The place is filled with birds, mostly moving around with their young. Common Grackles are everywhere and just a few moments before I wrote this a young grackle was sitting on the ground right outside the porch window where I am writing this, begging to be fed by its somewhat more wary parent. There are also troupes of Chickadees and Titmice and there was at least one White-breasted Nuthatch accompanying them (and honking the way nuthatches are supposed to honk, which is what attracted my attention in the first place). Young Baltimore Orioles have been calling their distinctive call from the treetops and noisy House Wrens are in the understory and on the edge.

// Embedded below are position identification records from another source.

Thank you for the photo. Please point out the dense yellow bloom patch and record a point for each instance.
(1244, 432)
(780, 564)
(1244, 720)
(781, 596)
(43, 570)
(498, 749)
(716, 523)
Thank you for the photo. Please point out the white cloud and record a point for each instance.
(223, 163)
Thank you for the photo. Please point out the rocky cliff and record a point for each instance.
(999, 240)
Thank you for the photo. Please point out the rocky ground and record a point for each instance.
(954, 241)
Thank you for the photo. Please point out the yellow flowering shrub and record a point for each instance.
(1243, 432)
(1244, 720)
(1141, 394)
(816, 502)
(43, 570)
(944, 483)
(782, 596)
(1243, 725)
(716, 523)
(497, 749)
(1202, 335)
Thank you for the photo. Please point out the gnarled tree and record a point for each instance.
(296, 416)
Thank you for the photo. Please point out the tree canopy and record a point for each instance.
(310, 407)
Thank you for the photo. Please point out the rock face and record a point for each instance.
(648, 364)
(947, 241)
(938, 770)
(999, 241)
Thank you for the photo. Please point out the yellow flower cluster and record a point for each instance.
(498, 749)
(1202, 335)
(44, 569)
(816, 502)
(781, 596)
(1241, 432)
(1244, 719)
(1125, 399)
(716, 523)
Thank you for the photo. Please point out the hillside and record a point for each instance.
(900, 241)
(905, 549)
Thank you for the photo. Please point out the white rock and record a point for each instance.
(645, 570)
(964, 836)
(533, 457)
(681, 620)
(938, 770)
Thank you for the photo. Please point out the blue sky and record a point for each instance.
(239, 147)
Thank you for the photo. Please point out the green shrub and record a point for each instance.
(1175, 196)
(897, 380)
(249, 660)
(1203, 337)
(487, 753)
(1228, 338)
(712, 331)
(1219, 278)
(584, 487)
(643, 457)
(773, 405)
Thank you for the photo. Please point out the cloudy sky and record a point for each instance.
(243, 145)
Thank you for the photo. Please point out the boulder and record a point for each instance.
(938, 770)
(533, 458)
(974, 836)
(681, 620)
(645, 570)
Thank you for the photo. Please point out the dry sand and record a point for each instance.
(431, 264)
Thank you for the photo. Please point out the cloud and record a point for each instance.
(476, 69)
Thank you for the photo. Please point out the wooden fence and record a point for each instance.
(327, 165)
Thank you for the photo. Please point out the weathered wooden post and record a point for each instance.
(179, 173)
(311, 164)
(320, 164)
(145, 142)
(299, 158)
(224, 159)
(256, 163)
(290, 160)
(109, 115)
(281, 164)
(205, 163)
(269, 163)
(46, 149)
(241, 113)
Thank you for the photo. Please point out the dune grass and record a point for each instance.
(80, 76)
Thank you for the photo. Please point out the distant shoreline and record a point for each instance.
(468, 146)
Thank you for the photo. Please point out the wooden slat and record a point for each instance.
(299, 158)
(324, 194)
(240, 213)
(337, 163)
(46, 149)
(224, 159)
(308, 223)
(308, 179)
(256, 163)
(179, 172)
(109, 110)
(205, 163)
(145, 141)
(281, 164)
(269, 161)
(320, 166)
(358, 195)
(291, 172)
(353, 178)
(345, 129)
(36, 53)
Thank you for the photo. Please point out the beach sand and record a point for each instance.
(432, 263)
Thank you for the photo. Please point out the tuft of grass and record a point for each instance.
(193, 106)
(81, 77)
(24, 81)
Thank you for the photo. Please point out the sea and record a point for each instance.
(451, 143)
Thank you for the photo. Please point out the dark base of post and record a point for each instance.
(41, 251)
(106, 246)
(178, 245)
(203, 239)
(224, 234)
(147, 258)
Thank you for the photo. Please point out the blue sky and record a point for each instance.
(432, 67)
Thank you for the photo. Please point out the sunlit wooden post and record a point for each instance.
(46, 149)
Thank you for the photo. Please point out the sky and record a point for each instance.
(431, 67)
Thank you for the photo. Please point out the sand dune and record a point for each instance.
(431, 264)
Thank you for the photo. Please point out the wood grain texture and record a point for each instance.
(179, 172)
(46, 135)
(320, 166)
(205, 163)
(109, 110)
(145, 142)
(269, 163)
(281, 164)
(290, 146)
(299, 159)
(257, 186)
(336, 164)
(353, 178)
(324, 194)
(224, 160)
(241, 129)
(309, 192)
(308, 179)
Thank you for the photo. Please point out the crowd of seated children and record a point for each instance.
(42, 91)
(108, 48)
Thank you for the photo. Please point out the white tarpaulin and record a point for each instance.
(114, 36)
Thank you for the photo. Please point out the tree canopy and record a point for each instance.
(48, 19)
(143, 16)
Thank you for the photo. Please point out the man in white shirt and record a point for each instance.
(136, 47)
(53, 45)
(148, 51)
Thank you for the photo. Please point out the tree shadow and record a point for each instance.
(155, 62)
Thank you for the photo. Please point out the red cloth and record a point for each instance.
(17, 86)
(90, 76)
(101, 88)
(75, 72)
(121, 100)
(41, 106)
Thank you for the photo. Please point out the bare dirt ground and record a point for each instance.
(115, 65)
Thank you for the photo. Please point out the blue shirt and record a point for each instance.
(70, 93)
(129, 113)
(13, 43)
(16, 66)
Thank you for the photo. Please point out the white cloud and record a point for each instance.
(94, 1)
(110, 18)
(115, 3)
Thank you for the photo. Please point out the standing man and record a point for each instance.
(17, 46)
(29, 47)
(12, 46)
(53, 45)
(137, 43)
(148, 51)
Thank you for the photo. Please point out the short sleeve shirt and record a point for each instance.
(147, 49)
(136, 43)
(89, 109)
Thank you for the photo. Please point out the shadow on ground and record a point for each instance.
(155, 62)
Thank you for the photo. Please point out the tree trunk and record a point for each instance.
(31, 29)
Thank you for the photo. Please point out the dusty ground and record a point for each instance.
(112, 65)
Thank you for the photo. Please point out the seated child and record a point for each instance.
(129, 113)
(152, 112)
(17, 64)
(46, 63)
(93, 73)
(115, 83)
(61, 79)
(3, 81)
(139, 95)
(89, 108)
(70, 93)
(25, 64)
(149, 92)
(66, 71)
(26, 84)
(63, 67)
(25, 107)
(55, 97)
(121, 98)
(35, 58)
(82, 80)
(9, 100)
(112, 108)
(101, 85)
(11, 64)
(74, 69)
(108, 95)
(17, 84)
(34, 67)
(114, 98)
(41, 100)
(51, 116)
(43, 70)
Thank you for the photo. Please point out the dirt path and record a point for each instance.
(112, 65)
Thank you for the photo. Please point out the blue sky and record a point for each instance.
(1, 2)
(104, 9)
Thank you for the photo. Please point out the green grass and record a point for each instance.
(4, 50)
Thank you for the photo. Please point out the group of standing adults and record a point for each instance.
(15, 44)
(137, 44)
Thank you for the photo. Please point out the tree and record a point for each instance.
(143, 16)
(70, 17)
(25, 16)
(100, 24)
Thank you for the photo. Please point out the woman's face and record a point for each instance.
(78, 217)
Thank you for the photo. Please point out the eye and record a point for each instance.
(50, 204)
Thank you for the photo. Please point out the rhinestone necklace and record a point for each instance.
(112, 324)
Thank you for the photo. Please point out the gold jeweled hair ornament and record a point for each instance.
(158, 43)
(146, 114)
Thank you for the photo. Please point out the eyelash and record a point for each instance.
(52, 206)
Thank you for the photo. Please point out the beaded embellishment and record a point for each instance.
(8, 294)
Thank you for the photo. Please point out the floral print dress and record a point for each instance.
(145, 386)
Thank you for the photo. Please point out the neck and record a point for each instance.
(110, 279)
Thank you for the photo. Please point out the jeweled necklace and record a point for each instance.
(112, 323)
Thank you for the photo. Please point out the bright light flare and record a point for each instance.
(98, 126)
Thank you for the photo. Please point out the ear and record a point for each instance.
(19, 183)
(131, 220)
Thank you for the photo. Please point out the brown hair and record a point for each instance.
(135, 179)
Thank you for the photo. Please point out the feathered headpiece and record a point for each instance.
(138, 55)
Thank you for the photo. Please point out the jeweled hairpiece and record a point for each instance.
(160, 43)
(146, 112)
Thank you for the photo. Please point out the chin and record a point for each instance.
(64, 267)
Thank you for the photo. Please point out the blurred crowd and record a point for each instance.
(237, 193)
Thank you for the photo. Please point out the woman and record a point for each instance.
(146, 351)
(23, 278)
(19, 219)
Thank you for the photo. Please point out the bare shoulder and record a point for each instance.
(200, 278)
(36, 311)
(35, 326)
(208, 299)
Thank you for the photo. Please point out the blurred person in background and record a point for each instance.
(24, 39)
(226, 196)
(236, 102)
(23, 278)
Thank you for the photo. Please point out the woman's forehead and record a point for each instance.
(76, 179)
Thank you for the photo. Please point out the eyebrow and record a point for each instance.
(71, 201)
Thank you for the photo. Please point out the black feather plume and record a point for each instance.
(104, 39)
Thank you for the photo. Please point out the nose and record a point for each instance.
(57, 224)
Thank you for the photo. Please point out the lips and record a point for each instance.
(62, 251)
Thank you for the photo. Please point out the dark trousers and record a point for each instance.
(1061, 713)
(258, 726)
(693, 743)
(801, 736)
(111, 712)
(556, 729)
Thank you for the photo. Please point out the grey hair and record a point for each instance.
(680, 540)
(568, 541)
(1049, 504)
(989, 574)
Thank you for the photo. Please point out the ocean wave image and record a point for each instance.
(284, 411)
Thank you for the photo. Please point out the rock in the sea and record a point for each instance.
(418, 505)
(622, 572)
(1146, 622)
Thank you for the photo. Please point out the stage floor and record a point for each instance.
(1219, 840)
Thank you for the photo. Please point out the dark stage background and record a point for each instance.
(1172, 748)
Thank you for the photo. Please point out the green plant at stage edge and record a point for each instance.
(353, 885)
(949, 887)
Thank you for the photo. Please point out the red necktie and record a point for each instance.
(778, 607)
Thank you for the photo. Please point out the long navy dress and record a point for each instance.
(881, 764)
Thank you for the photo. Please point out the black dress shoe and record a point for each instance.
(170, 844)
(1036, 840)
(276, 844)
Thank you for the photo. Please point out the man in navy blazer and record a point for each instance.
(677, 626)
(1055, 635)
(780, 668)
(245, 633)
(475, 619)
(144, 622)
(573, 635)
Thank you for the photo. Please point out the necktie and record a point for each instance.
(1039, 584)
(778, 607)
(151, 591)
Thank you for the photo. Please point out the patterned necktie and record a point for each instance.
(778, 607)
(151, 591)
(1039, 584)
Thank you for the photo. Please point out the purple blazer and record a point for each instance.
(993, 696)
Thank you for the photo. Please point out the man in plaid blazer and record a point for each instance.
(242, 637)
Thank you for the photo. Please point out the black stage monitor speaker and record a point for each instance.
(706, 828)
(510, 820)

One House Wren was singing loudly in a big old evergreen in a neighbor's yard. But just back of the bank of our pond, only a few minutes later, there was a whole family of House Wrens with a singing male and at least four young. I'm beginning to think that there may be more than one brood or breeding pair of these birds in the vicinity.

Terns have started to reappear on the creek. They are mostly Common Terns but at least one of them was a Forster's Tern in non-breeding plumage (making it easy to ID). We have been seeing this southern species more and more in the late summer and autumn migration but now they are appearing in breeding season. They are, I think, nesting at Moriches Inlet/Cupsogue and there is a chance that they could start breeding on one of the Shinnecock Bay islands. This Forster's was flying with a adult tern in breeding plumage but, try as I might, I could not turn the latter into anything but another Common Tern.